# Everything Else > Arts & Entertainment >  Stacy Barton Leaves KMGL

## Keith

What a shock it was to me to find out that Stacy Barton, one of the threesomes on the moring show on Magic104.1, left KMGL and went to 96.9 BOB FM. She had been with KMGL for many years, and she seemed to enjoy doing the morning show. I am assuming that BOB offered her a nice package, in order for her to leave Magic. 

Either way, I will miss her, because I refuse to listen to BOB FM. I like family friendly stations.

----------


## MadMonk

I look forward to following her inevitable corruption on BOB.  :Wink:

----------


## NE Oasis

It will be interesting to see if Stacy can help to make BOB significant during the morning drive again. As reflected elsewhere in the forum Lisa Mirick was the driving force in BOB's popularity. Stacy had to have been offered a great deal to try to tone down the trash, I wish her luck. :Smiley053:

----------


## sweetdaisy

Stacy Barton is great...I remember her from KJ-103 EONS ago.  Glad to hear she's still around.   :Smile: 

I'm going to miss Phil from Kiss FM, since he has now joined BOB, too.

----------


## redcup

I liked Lisa a lot and Stacy is doing OK so far.  We will see how it goes.

----------


## peewee

I think Stacy should have stayed at Magic, he career is going down hil fast on "the bob". It's not even Thanksgiving yet and now their playing x-mas music. Good grief, Lisa help!!!

----------


## Legal

Stacy Barton is the only thing that BOB has going on the morning show. The two guys with her Phil and Ron seem to see who can talk the most. WHY CAN'T THEY JUST SHUT UP ????

----------


## Jimmy's Big Toe

I have to say I never listened to Bob in the morning very often before Stacy and Phil joined the station! I thought Ron was full of himself and Lisa was just disgusting.  I used to listen to stacy on Magic and Phil on Kiss, but I can hardly say that I was a full time listener of either.

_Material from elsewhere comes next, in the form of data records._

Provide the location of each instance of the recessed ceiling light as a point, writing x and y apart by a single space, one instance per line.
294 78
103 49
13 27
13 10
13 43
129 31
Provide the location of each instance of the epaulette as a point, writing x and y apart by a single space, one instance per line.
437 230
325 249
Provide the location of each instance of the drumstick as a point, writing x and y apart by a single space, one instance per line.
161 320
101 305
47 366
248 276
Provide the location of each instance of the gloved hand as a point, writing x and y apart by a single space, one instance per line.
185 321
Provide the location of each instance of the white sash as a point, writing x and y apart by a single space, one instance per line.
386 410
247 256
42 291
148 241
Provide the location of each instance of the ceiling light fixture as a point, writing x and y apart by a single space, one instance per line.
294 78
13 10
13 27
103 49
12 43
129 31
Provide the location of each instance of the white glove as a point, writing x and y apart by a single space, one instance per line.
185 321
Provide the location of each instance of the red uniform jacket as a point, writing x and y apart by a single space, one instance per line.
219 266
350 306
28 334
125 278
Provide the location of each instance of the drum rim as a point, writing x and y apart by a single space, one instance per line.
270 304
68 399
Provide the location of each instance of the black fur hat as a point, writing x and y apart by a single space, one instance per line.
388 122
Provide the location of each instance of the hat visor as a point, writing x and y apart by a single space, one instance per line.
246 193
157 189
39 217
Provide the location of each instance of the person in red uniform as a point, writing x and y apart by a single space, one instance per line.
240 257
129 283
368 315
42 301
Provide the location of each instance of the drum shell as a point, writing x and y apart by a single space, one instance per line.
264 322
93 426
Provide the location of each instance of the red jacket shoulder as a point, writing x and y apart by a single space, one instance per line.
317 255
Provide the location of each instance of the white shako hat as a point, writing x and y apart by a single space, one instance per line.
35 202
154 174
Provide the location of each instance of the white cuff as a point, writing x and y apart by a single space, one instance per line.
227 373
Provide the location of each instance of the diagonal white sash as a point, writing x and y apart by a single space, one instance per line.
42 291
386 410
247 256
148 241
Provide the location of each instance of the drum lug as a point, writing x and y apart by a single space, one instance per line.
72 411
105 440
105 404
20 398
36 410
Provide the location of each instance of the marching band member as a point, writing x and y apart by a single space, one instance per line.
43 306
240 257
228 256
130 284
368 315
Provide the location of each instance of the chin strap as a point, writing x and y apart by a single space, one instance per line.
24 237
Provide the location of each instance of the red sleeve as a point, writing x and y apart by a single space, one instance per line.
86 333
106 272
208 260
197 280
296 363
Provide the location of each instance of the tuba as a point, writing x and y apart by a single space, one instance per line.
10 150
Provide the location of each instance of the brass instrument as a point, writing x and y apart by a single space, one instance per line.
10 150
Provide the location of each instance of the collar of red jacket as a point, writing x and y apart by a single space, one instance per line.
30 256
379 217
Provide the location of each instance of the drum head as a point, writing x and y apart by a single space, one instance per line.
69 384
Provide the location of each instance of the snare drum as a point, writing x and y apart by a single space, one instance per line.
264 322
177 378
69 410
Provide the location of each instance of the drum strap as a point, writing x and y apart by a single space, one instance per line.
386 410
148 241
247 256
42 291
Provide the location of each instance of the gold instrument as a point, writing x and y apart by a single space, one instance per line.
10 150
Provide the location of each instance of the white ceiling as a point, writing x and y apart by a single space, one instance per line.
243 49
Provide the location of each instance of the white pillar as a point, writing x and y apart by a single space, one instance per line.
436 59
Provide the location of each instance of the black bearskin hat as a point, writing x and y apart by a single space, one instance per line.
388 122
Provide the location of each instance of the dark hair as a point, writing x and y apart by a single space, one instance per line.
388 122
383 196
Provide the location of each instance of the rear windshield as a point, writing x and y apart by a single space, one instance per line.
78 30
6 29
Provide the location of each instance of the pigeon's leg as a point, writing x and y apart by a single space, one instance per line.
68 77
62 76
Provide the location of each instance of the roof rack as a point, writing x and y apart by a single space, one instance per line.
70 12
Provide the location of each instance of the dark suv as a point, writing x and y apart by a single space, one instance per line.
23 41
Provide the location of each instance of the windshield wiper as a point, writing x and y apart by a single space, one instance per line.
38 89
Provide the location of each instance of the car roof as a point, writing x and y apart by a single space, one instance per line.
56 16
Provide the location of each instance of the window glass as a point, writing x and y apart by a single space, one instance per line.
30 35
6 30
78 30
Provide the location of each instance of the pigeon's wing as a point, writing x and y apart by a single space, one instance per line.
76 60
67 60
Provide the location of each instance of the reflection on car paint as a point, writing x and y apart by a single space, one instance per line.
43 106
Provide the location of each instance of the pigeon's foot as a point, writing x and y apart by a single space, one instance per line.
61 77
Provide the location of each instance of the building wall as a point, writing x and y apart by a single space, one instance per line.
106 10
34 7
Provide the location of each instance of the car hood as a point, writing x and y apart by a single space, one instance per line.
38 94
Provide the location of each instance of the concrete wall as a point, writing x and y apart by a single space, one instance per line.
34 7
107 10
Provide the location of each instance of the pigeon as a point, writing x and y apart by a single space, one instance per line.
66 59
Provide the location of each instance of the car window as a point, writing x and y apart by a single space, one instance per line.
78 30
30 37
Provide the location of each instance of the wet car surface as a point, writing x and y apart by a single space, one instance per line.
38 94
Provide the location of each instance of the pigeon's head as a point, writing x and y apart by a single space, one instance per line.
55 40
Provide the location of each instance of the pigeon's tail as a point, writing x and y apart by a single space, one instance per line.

I can now say that I LOVE the morning show on Bob! They have toned it down considerably.  I laugh hard every morning. Believe it or not I can now let my kids listen!  I do notice that Ron interupts quite a bit...but that is getting better too! I am beggining to actually like Ron (which suprises even me).  The stand out for me is both Phil and Stacy...I had no idea that either one was this funny!  Much better than Jack and Ron or Bob and Tom.  Just my opinion...

----------


## floater

I also liked Stacy when she was on KJ-103. My high school bandmates and I got to listen to her speak at a banquet because she was a former student of our director. I stopped listening to KJ in the morning for awhile when she and her partner left.

But now I'm a converted Jack and Ron fan.

----------


## Intrepid

Stacy Barton is a graduate of Moore High School.

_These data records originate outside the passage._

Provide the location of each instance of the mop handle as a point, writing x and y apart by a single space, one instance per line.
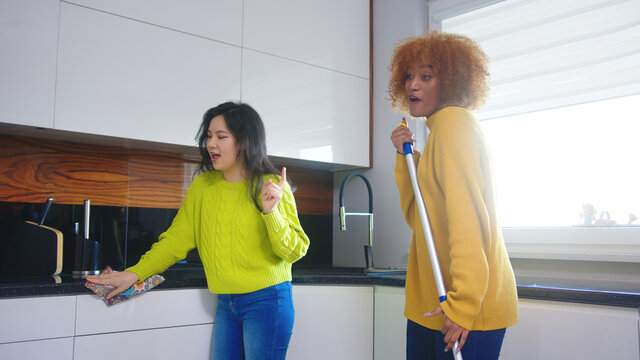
426 227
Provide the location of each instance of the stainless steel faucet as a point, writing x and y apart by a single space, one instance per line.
368 249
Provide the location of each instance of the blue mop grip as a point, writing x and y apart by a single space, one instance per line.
408 149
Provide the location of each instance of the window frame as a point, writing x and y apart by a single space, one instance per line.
587 243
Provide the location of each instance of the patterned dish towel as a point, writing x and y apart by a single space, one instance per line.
137 289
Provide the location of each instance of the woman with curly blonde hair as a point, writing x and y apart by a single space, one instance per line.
441 77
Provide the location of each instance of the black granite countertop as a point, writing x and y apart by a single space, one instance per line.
194 278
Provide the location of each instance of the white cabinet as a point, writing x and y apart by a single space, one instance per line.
167 324
52 349
556 330
183 342
36 318
309 113
126 78
155 309
220 20
37 328
332 34
390 337
28 39
332 322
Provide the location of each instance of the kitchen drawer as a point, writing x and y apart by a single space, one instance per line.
54 349
36 318
183 342
155 309
332 322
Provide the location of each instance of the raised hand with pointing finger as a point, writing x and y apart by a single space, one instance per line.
272 193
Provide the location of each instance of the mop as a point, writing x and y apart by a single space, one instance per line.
426 227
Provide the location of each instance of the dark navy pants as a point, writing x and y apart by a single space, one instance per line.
256 325
424 343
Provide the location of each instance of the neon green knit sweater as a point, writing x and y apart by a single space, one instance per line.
242 250
455 178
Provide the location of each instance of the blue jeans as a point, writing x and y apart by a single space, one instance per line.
424 343
256 325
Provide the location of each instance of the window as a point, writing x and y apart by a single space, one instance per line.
562 120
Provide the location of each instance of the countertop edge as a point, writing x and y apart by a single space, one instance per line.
174 281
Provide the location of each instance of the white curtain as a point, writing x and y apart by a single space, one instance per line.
553 53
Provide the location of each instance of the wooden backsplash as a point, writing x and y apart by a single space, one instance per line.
34 169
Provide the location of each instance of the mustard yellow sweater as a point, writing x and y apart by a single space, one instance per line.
455 178
242 250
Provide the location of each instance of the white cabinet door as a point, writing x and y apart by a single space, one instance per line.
556 330
34 318
309 113
126 78
155 309
220 20
28 39
390 337
183 342
53 349
332 322
332 34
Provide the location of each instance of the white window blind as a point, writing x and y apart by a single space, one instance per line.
548 53
562 121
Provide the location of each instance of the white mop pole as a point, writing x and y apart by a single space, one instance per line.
426 227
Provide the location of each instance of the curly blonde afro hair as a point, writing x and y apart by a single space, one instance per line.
458 61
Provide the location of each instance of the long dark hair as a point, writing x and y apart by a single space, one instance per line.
246 126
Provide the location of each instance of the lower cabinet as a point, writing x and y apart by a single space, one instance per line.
162 324
559 330
37 328
332 322
52 349
390 324
183 342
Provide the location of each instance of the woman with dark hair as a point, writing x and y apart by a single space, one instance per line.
441 77
241 215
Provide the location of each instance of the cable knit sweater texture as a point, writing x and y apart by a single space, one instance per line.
458 190
242 249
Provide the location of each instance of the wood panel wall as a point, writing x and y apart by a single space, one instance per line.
34 169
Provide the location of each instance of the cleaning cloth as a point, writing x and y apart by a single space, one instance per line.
137 289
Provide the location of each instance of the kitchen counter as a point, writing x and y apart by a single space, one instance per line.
194 278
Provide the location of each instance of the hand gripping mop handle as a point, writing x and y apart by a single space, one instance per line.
426 227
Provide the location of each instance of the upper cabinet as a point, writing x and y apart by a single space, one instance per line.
306 70
28 39
309 113
331 34
127 78
149 69
218 20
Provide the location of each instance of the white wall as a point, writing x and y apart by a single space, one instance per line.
392 22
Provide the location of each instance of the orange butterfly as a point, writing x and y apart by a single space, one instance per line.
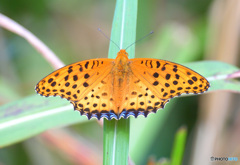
118 88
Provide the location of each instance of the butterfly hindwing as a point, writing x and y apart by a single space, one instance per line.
140 100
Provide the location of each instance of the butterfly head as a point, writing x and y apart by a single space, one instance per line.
123 53
122 57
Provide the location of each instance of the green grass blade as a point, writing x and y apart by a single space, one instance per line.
116 133
25 118
178 147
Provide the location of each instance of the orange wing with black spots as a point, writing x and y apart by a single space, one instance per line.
73 82
167 79
118 88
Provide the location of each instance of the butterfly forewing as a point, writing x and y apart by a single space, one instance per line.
121 87
74 81
167 79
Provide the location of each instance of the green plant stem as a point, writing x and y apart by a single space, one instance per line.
116 132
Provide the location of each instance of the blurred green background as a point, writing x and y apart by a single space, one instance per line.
185 31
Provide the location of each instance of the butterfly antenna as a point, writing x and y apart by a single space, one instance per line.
139 39
107 37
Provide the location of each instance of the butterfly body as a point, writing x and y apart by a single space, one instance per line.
118 88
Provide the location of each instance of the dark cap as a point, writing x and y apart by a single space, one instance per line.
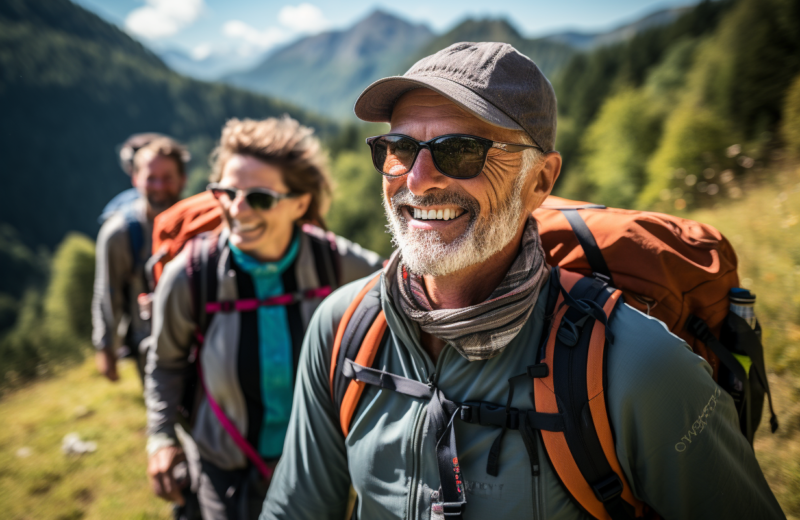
492 81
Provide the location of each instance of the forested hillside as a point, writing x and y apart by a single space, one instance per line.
680 116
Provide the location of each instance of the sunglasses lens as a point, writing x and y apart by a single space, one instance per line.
393 155
260 200
459 157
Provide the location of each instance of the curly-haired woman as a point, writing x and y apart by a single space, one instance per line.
261 279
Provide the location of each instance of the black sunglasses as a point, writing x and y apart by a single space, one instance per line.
257 198
458 156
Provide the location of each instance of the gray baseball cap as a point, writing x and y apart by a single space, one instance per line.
491 80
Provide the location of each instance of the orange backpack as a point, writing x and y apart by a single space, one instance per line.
173 228
674 269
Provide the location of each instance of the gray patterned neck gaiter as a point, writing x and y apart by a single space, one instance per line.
479 331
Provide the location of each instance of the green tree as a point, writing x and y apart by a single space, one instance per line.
693 148
791 117
357 208
67 303
617 145
22 350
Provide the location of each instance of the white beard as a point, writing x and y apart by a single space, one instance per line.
425 253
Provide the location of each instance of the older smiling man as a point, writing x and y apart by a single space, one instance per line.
469 157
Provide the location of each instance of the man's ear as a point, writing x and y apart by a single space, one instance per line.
544 180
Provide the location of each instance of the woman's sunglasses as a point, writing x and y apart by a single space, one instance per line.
457 156
257 198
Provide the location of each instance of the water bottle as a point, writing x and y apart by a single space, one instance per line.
742 303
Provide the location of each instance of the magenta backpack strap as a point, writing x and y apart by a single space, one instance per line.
227 424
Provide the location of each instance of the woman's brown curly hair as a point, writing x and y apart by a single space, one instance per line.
287 145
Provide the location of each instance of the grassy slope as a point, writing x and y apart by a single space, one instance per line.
765 230
111 483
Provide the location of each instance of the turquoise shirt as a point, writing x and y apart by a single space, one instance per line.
274 347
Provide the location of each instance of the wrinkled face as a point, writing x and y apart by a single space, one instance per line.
159 180
257 232
443 225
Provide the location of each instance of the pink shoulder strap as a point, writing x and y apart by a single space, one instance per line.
227 424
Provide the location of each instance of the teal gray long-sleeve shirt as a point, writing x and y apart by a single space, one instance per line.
657 391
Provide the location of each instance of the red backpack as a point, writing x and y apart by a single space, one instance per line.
674 269
195 223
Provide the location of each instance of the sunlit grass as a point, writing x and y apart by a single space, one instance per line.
109 483
764 228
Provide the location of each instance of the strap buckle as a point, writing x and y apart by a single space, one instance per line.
490 414
608 489
452 508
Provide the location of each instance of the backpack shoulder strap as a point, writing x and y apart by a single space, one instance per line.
135 237
583 455
325 257
359 337
587 241
201 268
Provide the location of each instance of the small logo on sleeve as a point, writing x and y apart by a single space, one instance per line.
700 424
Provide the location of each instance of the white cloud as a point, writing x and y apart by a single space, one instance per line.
303 18
261 40
162 18
201 52
293 19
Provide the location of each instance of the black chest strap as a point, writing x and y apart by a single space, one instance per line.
442 414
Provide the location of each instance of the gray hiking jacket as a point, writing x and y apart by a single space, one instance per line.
169 345
658 396
115 311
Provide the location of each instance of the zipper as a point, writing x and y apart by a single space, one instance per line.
576 414
416 445
537 481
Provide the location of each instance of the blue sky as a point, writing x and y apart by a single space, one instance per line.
252 27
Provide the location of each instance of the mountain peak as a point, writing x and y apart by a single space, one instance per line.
381 18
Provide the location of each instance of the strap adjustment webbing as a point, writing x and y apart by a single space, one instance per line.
442 413
251 304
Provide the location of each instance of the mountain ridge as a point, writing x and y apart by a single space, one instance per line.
72 88
322 71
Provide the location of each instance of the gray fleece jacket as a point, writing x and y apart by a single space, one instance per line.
657 389
115 311
169 345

I remember her having to come to a Westmoore school Assembly after the Jags beat the Lions in football either my junior or Senior year.  She had made a bet on the air while at KJ that if Moore lost, she would have to play the Westmoore fight song on her trumpet (I think that's the insturment she plays(ed).

----------


## floater

^ I remember that bet!!! They played the clip of the bet on the intercom. Her partner said that he would leave KJ if the Jags lost. It was a cool moment, at least for this teen.

----------


## Jimmy's Big Toe

Who was her partner? and did he leave KJ because of the bet?

----------


## floater

No, fortunately, the Jaguars won. I don't remember his name, but he didn't leave. I doubt he really would have anyway. This was back in '89 or '90.

----------


## Legal

The BOB morning show is really starting to jell, the trash talk has disappeared and it is family approperate. They have some funny topics every morning, I think the reason they brought Stacy over was to clean up the trash talk and make the show fun.

----------